Saturday, August 15, 2009

Beyond the cover

Jinger Heaston

“You can’t judge a book by its cover”. This is true but you can decide if you want to purchase that book by its cover. In my line of work judging the cover is what it is all about. I am a Cover Artist. I currently work for several online Publishers: Siren Publishing, Damnation Books, Wings ePress, PawPrints POD as Art Director, Whiskey Creek Press, as well as several Independents that self publish.

When I first started doing cover art I really had no grasp of the importance of the cover art and how crucial it is that the cover remains true to the story. Like so many others out there I just assumed it was simply a way to display the title and the author’s name. That line of thinking fell away as I created my first few covers, and I am happy to say those first few Authors are ones that I still work with to this day, 6 almost 7 years later.

When creating a cover I am provided with an Author Information Form that has all the details such as character description, brief story detail, setting, key items, and things of this nature. If it is an Author I have never worked with I will visit their website or blog to get a feel of what sort of covers they have had in the past and for their writing. I contact them to introduce myself and let them know that they are in good hands, inviting them to share any thoughts or ideas. I do believe in making the Author a part of the process when I can. They know the story best and that after all is what we are going for, a visual reflection of the story. Of course the other goal to keep in mind is something that will sell your book.

Things to keep in mind when going over your cover art. Simple is better, if someone cannot make out the image they will simply move on to the next cover. A lot of covers spend most of their time on the internet in a thumbnail view. The title should be crisp, clean and clear, Authors name the same way. If it is too hard to read, they will move on. My goal is to create something that will stop someone in their internet tracks for a closer look. Sometimes a scene from the book is requested, which can work out well if done correctly but often turns out too cluttered or busy if too many elements are added. Time period is also very important to reflect on the cover. I have seen a few books that were Historical that had covers with current technology or clothes on the front; this is not what we want.
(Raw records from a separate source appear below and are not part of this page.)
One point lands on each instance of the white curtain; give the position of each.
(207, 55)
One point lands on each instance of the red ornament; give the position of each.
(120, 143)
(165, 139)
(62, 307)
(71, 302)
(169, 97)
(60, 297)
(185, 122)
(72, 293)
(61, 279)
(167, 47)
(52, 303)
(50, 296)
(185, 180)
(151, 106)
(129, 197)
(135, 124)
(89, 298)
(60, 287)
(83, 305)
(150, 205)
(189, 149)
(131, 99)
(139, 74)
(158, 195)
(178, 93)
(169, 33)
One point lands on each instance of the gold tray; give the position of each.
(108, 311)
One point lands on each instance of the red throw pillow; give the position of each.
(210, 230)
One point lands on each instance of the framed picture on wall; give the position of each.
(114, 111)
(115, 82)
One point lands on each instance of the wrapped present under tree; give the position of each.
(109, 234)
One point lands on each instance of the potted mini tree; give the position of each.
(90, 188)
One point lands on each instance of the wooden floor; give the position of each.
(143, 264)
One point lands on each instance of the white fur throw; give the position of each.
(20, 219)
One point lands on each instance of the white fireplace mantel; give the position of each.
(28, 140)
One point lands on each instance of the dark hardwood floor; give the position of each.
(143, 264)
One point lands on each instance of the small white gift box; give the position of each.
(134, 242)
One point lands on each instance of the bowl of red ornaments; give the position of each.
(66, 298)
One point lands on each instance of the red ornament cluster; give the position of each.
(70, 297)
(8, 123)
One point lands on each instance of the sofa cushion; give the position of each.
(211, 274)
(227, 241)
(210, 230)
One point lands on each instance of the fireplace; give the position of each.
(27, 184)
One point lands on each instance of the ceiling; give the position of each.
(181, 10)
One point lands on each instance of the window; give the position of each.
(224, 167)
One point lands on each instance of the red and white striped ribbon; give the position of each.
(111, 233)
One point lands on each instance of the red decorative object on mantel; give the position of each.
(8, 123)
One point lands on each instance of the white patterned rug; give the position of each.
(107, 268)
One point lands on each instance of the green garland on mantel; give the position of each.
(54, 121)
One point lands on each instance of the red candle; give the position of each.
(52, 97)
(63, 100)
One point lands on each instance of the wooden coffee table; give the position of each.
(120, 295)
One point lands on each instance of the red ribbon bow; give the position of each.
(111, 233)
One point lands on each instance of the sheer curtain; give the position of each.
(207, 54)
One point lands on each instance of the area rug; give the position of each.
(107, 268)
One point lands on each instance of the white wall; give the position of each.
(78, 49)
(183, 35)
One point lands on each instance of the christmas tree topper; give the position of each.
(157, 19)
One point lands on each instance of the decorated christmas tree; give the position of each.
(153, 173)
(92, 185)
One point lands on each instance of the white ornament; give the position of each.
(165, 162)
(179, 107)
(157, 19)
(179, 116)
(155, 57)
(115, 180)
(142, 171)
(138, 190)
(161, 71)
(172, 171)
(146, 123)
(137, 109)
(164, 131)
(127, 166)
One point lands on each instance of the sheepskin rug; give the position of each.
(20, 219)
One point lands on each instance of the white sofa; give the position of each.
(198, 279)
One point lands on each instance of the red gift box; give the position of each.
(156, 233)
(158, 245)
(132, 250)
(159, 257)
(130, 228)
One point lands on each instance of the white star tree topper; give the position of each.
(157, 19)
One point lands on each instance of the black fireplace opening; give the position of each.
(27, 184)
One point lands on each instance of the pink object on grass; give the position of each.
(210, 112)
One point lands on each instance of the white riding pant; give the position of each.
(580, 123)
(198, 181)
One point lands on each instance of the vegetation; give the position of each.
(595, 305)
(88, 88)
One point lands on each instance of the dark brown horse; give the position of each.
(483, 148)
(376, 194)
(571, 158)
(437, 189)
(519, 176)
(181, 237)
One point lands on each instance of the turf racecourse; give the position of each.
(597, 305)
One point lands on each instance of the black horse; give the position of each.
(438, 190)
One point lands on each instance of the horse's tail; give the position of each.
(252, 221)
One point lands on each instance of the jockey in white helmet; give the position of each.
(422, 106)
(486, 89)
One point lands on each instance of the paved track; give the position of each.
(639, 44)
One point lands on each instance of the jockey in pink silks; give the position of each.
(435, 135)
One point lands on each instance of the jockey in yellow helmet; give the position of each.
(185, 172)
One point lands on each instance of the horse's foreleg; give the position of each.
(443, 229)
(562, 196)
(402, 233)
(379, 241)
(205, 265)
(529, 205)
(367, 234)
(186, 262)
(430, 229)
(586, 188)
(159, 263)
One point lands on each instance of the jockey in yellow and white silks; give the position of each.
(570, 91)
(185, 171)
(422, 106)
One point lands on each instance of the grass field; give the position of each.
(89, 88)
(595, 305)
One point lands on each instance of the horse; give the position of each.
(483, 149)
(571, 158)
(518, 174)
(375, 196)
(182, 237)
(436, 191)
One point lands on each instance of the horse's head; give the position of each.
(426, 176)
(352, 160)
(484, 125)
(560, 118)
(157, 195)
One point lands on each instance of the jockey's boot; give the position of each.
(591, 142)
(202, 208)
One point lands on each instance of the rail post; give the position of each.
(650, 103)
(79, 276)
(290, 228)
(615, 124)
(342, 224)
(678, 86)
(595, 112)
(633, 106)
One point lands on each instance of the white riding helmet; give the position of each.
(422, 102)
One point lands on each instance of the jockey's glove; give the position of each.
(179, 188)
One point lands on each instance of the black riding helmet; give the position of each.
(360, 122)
As a cover artist we have the impossible job of creating an image from the mind of someone we have never met, about a story we have never read. This is a challenge I face daily with great pride and honor, it is one thing I love about what I do. To receive and email that says, “Yes!! That is it exactly!!”, “How did you do that? It is perfect!”, that is what I am going for! I have met many wonderful people over the years and made some fantastic friends as a result of a cover I created that reached them on some personal level, or reflected something they were feeling at that moment. I have even had a bagel special delivered to me with strawberry cream cheese as a thank you, which still makes me smile! An email from a first time Author who has just gotten their first cover who writes that they are so thrilled they cannot stop looking at it, that is the biggest payoff of my job. When creating a cover I keep in mind that this is a story someone put a lot of time and energy into, something they are passionate about and I strive to reflect that in the cover. Every cover I have ever made is personal to me; I remember it, creating it and the Author who wrote it. I actually have a bookshelf that holds about 300 books that I have work the covers on, this is just a small drop in the bucket compared to all that I have done. Some are autographed, some are not but each and every one holds a special place in my heart.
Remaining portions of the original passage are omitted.